One of Baltimore's most prolific developers faces two lawsuits for unpaid bills related to stalled urban renewal projects along the Middle Branch of the Patapsco River.
A lawsuit against Turner Development's principal, Patrick Turner, and a second suit against a Turner-affiliated company are pending in Baltimore Circuit Court — asserting claims totaling more than $200,000.
The suits further complicate the development of prime waterfront real estate that has been slated for renewal, by Turner and others, for much of the last decade. But Turner said the suits are being resolved and that his massive mixed-use undertaking on the Middle Branch's western shore, Westport Waterfront, is still in the cards.
"It's on track, it's just a rough track," Turner said by phone Tuesday.
Westport currently is being refinanced, he said, and he hopes that infrastructure development can begin at the southern end of the 50-acre site early next year.
"We've just been cautious going forward," Turner said, since infrastructure costs at the site will range from $30 million to $40 million. The recession severely delayed his plans, like those of developers nationwide, he said.
Turner said he is in discussions with a national homebuilder to erect townhomes at Westport and an apartment developer to build rental units. An earlier plan for an apartment building built by Landex Development LLC, based in Linthicum, fell apart when Landex withdrew from the deal.
In 2010, when environmental remediation at Westport began, the cost of building Westport Waterfront was estimated at $1.2 billion and the Carlyle Group, a private equity firm, partnered with Turner to finance some of the project. Carlyle remains involved in the project, Turner said. Carlyle spokeswoman Elizabeth Gill said Monday that the firm would not comment on the project.
Westport figures prominently in the resolution of both of the lawsuits Turner is working to resolve.

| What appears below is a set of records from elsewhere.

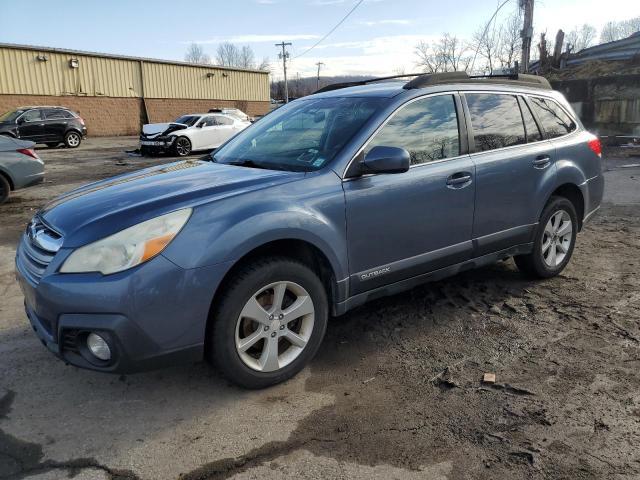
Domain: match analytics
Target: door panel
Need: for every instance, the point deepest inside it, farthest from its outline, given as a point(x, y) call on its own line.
point(511, 175)
point(55, 124)
point(32, 127)
point(403, 225)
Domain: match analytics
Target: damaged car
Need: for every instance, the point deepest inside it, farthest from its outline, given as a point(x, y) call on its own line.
point(190, 133)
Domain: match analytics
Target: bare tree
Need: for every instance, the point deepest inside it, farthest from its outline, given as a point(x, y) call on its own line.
point(227, 55)
point(195, 54)
point(454, 52)
point(580, 38)
point(429, 59)
point(230, 55)
point(616, 30)
point(246, 58)
point(448, 54)
point(487, 43)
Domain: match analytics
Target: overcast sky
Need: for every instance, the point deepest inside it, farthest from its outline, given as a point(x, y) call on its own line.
point(378, 38)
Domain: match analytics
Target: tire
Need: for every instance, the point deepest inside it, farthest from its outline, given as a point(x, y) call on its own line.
point(5, 189)
point(182, 147)
point(72, 139)
point(238, 345)
point(551, 251)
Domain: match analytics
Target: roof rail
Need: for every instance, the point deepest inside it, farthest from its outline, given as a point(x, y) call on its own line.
point(430, 79)
point(337, 86)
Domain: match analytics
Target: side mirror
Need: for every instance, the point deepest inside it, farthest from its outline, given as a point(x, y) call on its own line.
point(383, 159)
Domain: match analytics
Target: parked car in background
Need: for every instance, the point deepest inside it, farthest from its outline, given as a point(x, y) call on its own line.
point(234, 112)
point(20, 166)
point(48, 125)
point(190, 133)
point(330, 201)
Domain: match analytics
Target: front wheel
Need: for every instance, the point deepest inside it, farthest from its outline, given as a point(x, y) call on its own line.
point(554, 240)
point(182, 147)
point(72, 139)
point(269, 322)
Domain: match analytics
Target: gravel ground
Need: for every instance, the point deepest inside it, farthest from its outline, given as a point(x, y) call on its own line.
point(395, 392)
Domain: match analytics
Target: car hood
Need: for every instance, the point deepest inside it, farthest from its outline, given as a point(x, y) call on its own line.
point(106, 207)
point(164, 128)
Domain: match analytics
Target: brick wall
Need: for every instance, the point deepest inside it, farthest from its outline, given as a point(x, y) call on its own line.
point(109, 116)
point(168, 109)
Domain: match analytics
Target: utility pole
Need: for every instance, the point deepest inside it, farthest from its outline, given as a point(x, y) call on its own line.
point(318, 77)
point(284, 55)
point(526, 33)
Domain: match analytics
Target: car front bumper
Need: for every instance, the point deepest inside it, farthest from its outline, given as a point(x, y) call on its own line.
point(151, 316)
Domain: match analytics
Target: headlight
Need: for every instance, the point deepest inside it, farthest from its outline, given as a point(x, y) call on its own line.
point(129, 247)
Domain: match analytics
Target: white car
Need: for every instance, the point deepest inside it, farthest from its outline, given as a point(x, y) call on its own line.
point(190, 133)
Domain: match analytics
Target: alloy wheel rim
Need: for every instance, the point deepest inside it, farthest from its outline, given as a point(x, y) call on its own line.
point(182, 147)
point(73, 140)
point(274, 326)
point(556, 239)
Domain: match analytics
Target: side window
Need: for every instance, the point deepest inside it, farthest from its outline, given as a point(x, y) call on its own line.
point(54, 114)
point(222, 120)
point(554, 119)
point(32, 116)
point(496, 120)
point(427, 128)
point(530, 126)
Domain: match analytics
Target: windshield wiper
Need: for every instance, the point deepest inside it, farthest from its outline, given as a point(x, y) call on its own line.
point(250, 164)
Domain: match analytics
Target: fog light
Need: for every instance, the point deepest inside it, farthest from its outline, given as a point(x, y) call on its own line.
point(98, 347)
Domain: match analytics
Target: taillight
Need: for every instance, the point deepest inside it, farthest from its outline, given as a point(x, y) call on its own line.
point(28, 152)
point(595, 146)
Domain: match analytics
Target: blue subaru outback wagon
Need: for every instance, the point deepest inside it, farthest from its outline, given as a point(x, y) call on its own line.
point(350, 194)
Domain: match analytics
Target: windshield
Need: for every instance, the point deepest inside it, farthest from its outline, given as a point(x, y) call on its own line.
point(188, 120)
point(11, 116)
point(302, 136)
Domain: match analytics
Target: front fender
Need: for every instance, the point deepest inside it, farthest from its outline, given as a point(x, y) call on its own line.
point(569, 173)
point(311, 210)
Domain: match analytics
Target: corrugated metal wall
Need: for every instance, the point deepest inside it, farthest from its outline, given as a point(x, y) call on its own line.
point(21, 73)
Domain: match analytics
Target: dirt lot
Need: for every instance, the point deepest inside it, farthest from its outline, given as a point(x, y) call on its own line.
point(395, 392)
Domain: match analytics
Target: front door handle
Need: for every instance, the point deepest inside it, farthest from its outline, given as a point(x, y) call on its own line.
point(459, 180)
point(542, 161)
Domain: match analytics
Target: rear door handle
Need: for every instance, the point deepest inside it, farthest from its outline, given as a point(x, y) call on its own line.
point(542, 161)
point(459, 180)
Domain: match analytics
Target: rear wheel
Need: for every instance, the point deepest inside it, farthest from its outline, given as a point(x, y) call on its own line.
point(554, 240)
point(269, 322)
point(182, 147)
point(5, 188)
point(72, 139)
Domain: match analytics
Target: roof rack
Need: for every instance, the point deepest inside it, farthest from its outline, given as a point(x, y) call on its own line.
point(337, 86)
point(427, 80)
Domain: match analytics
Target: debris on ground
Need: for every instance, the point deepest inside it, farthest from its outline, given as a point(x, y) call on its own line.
point(489, 378)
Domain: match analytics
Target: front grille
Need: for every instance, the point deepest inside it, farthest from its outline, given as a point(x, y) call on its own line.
point(37, 248)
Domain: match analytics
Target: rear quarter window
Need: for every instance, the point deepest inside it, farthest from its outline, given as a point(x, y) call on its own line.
point(555, 121)
point(496, 120)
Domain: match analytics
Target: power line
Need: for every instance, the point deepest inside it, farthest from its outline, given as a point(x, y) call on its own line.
point(330, 31)
point(284, 55)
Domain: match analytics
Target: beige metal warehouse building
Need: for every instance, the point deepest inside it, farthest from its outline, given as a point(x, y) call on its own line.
point(116, 94)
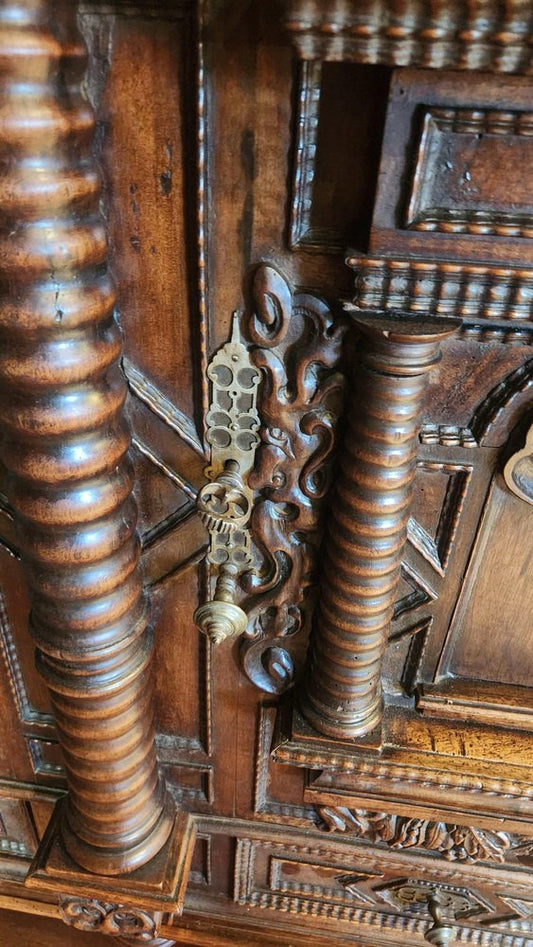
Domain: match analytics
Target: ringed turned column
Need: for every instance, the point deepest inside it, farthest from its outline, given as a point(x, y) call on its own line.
point(65, 442)
point(341, 694)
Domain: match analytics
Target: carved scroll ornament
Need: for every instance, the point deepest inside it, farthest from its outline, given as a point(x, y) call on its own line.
point(263, 505)
point(87, 914)
point(453, 842)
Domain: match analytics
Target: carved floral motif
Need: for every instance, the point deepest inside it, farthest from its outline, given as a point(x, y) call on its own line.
point(453, 842)
point(297, 347)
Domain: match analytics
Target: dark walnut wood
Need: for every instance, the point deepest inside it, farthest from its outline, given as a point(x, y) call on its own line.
point(368, 522)
point(65, 447)
point(224, 159)
point(491, 36)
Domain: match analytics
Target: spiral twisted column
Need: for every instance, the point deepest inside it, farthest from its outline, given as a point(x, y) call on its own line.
point(65, 445)
point(362, 556)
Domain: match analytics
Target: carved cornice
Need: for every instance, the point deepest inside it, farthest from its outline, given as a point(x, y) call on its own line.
point(488, 35)
point(461, 290)
point(65, 444)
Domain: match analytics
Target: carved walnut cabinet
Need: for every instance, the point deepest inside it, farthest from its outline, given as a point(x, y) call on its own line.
point(266, 472)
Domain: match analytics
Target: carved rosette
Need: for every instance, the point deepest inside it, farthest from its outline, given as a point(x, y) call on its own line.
point(296, 345)
point(341, 695)
point(65, 442)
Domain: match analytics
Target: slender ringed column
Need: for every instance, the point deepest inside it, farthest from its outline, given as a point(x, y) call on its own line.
point(65, 442)
point(341, 695)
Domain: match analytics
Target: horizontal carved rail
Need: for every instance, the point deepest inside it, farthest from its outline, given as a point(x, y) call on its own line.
point(65, 444)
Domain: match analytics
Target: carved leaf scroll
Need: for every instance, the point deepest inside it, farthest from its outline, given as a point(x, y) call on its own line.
point(296, 343)
point(453, 842)
point(87, 914)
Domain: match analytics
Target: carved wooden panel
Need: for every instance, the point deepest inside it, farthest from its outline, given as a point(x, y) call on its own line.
point(220, 153)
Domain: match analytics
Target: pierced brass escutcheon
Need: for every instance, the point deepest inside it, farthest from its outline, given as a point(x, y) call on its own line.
point(225, 503)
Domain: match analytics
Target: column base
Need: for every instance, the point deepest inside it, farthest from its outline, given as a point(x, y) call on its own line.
point(158, 886)
point(296, 742)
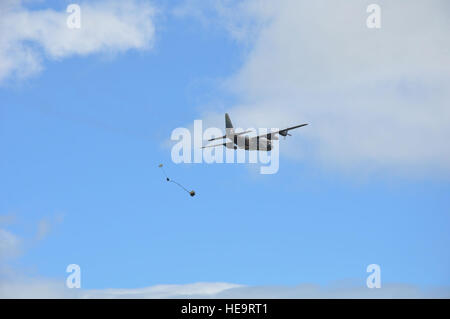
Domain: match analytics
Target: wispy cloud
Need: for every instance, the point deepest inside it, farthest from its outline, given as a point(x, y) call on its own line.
point(375, 99)
point(27, 37)
point(17, 284)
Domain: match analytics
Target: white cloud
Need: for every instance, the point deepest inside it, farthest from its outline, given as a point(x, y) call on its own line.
point(10, 245)
point(46, 288)
point(26, 36)
point(374, 98)
point(18, 284)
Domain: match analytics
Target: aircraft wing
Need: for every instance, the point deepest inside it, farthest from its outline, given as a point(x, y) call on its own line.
point(221, 144)
point(235, 134)
point(282, 132)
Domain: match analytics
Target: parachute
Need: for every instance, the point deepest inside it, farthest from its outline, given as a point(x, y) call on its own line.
point(192, 192)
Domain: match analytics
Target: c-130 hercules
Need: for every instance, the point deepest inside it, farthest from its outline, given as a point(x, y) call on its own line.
point(256, 143)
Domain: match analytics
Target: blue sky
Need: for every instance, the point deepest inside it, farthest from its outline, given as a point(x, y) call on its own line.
point(81, 142)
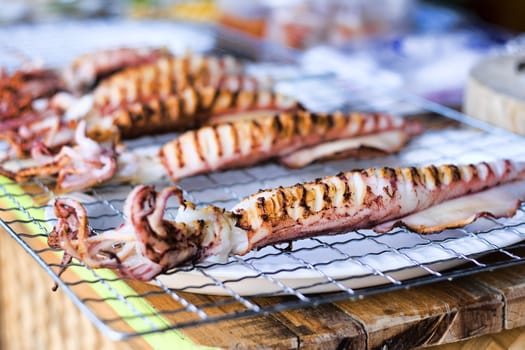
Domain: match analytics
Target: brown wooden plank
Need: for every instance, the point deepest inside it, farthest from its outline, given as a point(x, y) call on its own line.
point(432, 314)
point(247, 333)
point(510, 282)
point(322, 327)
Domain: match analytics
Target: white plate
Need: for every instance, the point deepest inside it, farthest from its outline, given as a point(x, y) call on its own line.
point(356, 260)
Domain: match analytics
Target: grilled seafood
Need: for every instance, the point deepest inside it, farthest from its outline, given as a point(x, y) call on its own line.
point(79, 167)
point(20, 89)
point(88, 69)
point(172, 94)
point(146, 244)
point(294, 138)
point(166, 77)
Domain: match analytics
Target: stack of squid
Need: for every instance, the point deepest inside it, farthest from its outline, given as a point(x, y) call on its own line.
point(68, 125)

In June, the Center for Aquatic Life and Conservation Inc., a division of the National Aquarium, filed suit against Turner personally, alleging that he has not repaid a $115,000 loan.
The Center loaned the money to Dickman Street Development LLC, a company Turner had an interest in, when the firm purchased a piece of land in the Spring Garden Industrial Area, on the Middle Branch's eastern shore, from the Aquarium affiliate. The nearly seven-acre site previously housed a Baltimore Public Works Department maintenance garage.
The Center alleges Turner was supposed to repay the loan by the end of 2011. By the end of May, $9,000 in interest had accumulated on the loan, according to court filings.
"Since the principal amount of the Note became due on December 30, 2011, I have had numerous communications with Patrick Turner concerning payment of the Note," said John Racanelli, the National Aquarium's CEO, in a court filing. "Despite my repeated requests for payment, Mr. Turner has not made any payments due under the Note."
Turner said that his attorney is negotiating with the Center to transfer ownership of a piece of property on Cedley Street in Westport in order to satisfy the debt. Cedley Street is one block west of the Westport Waterfront development site, along Kloman Street.
Neil Ruther, Turner's attorney, confirmed that negotiations were taking place to settle the case but he would not discuss specifics. The Aquarium's attorney on the case, Jan I. Berlage, declined to comment because the litigation is active.
In early August, another suit relating to Turner's Middle Branch developments was filed. Dixie Construction Co. Inc. alleges that one of Turner's company's, Inner Harbor West LLC, still owes roughly $100,000 for wetland construction and soil capping the company performed at Westport Waterfront.
"We do owe them," Turner acknowledged.
The company will be paid, he said, when the Westport Waterfront refinancing is complete in the next few weeks. Ruther declined to comment on this case.
Reached by phone Tuesday, Shawn Pyle, Dixie's president, said he had been told the same by Turner.